Будучи в Ленинграде, я часто ездила к ней за город, в ее будку, как звала она свою хибарку:

Читаю этих сволочных вспоминательниц об Ахматовой и бешусь. Этим стервам охота рассказать о себе. Лучше бы читали ее, а ведь не знают, не читают.

А.А. с ужасом сказала, что была в Риме в том месте, где первых христиан выталкивали к диким зверям. Передаю неточно, — это было первое, что она мне сказала. Говорила о том, что в Европе стихи не нужны, что Париж изгажен тем, что его отмыли. Отмыли от средневековья.

5 марта 10 лет нет ее, — к десятилетию со дня смерти не было ни строчки. Сволочи.

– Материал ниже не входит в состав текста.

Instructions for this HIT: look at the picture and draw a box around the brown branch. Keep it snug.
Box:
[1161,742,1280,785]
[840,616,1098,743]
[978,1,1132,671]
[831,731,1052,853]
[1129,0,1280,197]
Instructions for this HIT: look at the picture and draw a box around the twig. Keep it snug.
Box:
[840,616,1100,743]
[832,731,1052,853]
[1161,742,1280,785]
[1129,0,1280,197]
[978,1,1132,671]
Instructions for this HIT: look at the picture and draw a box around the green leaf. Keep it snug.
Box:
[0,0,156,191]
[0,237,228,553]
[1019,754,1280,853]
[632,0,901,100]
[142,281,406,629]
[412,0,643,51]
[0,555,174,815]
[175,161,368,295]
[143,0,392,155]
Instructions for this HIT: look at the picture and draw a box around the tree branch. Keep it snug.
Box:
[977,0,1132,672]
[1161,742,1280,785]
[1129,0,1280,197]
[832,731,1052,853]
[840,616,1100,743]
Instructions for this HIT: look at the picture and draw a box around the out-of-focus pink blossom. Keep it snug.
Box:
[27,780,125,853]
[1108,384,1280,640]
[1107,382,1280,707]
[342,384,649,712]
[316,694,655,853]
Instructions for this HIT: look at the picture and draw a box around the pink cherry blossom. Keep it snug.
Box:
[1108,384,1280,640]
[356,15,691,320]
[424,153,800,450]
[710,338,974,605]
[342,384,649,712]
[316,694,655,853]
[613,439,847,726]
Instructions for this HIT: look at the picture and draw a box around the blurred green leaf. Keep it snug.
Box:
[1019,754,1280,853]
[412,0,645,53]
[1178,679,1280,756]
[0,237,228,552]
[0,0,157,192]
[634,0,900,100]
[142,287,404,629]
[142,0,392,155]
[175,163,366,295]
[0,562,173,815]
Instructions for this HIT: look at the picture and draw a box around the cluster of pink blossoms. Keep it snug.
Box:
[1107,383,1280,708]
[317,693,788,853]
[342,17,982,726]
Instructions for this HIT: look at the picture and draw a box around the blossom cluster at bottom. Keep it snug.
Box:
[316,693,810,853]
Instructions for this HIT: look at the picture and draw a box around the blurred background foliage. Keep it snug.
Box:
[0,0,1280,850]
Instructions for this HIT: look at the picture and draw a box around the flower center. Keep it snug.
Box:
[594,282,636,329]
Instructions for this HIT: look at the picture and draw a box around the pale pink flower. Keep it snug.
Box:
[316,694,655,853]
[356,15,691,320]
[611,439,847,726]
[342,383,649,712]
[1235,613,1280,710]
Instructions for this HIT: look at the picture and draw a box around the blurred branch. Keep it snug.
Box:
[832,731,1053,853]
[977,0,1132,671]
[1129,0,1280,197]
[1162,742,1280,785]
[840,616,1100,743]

Меня спрашивают, почему я не пишу об Ахматовой, ведь мы дружили… Отвечаю: не пишу, потому что очень люблю ее.

Читаю дневник Маклая, влюбилась и в Маклая, и в его дикарей.

Я кончаю жизнь банально-стародевически: обожаю котенка и цветочки до страсти.


…Вот что я хотела бы успеть перечитать: Руссо — «Исповедь», Герцен — «Былое и думы», Толстой — «Война и мир», Вольтер — «Кандид», Сервантес — «Дон-Кихот». Данте. Всего Достоевского.

«Души же моей он не знал, потому что любил ее». Толстой.

Узнала сейчас в газете о смерти Ольги Берггольц. Я ее очень любила. Анна Андреевна считала ее необыкновенно талантливой.


Ахматова говорила: «Беднягушка Оля». Она ее очень любила.

Все мы виноваты и в смерти Марины (Цветаевой). Почему, когда погибает Поэт, всегда чувство мучительной боли и своей вины? Нет моей Анны Андреевны, — все мне объяснила бы, как всегда.

Ночью читала Марину — гений, архигениальная, и для меня трудно и непостижимо, как всякое чудо.


Марина Цветаева


Я помню ее в годы первой войны и по приезде из Парижа. Все мы виноваты в ее гибели. Кто ей помог? Никто.

А. А. часто повторяла о Бальмонте: он стоял в дверях, слушал, слушал чужие речи и говорил: «Зачем я, такой нежный, должен на это смотреть?»

Великая Марина: «Я люблю, чтобы меня хвалили доо-олго».

«Невинные души сразу узнают друг друга». Андерсен.

Сейчас слушала «Карнавал» Шумана по радио. Плакала от счастья. Пожалуй, стоить жить, чтобы такое слушать.

Стук в дверь. Утро раннее, очень раннее. Вскакиваю в ночной рубахе.

— Кто там?

— Я, Твардовский. Простите…

— Что случилось, Александр Трифонович?

— Откройте.

Открываю.

— Понимаете, дорогая знаменитая соседка, я мог обратиться только к вам. Звоню домой — никто не отвечает. Понял — все на даче. Думаю, как же быть? Вспомнил, этажом ниже — вы. Пойду к ней, она интеллигентная. Только к ней одной в этом доме. Понимаете, мне надо в туалет…

Глаза виноватые, как у напроказившего ребенка. Потом я кормила его завтраком. И он говорил: почему у друзей все вкуснее, чем дома?


…И еще. Приехал из Италии. «Вы, конечно, начнете сейчас кудахтать: ах, Леонардо, ах, Микеланджело. Нет, дорогая соседка, я застал Италию в трауре. Скончался Папа Римский. Мне сказали, что итальянские коммунисты плакали, узнав о его смерти. Мы с товарищами решили поехать к Ватикану, но не смогли добраться, т. к. толпы народа в трауре стояли на коленях за несколько километров». И тут он мне сказал:

— Мне перевели энциклику Папы. Ну, какие же у нас дураки, что не напечатали ее.

Сказал это сердито, умиляясь Папе, который призвал братьев и сказал им: «Братья мои, я ничего вам не оставляю, кроме моего благословения, потому что я из этого мира ухожу таким же нагим, каким я в него пришел».